Et l’homme revient avec un agenda. « Je suis aussi un scientifique, mais j’ai honte parce que les autres scientifiques construisent leurs pays, mais, nous, notre pays ne marche pas et, moi, ça me fait honte. Nous sommes venus pour rassembler les gens, orienter les gens vers le développement peut-être que la RDC va se développer parce que nous sommes la locomotive de l’Afrique », a-t-il déclaré. 

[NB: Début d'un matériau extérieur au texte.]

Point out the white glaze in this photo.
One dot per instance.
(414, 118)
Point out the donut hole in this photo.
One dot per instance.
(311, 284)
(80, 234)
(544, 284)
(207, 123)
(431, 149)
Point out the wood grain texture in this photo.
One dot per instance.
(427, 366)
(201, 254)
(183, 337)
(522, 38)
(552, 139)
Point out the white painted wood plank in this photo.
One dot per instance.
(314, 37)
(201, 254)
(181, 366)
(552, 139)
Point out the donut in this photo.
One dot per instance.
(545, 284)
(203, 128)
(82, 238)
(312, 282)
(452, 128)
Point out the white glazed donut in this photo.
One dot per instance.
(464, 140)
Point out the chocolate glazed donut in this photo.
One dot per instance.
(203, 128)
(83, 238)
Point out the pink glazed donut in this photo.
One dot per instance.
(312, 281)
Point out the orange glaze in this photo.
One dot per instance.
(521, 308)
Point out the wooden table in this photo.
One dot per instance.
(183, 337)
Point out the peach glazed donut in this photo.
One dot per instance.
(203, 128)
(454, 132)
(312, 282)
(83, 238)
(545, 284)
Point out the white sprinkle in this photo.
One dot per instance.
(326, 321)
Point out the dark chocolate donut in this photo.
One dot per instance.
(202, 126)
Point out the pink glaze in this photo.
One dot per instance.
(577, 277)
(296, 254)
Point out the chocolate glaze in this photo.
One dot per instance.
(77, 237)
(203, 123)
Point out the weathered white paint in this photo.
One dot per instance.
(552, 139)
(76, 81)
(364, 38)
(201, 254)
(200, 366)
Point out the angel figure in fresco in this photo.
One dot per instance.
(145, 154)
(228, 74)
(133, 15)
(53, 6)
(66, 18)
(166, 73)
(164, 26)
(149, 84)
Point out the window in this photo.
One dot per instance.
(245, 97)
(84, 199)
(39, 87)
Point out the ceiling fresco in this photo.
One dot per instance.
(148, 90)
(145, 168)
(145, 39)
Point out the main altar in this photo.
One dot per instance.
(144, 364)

Mais, malgré cette volonté de participer au développement de son pays, la réapparition de Muanda Nsemi est loin de faire l’unanimité parmi les Congolais. « Si Tshisekedi est sérieux avec sa volonté de bâtir un État de droit, il doit s’assurer que Ne Mwanda Nsemi répondent de ses actes et ceux de sa milice dans un procès équitable. Il ne doit pas rester impuni, serait-ce en contrepartie de son allégeance éventuelle », a écrit sur son compte Twitter, le mouvement citoyen Lutte pour le changement (LUCHA). 

Le mouvement citoyen semble faire allusion à des dizaines de personnes qui ont trouvé la mort lors des affrontements entre sa milice BDK et les forces de l’ordre en 2007, 2008 et 2017. 

Il ne faut pas confondre décrispation et impunité pour des criminels notoires tels que Zacharie Badiengela alias Ne Mwanda Nsemi. Cet homme est responsable de morts et d’abus graves des droits de l’homme, en plus de prôner publiquement la haine ethnique et la sécession de la RDC

La grâce de Muanda Nsemi pourrait également agacer le camp Kabila. Lequel semble se souvenir encore de ce 17 mai 2017 quand les adeptes du BDK libérèrent leur leader se jouant ainsi des forces de l’ordre.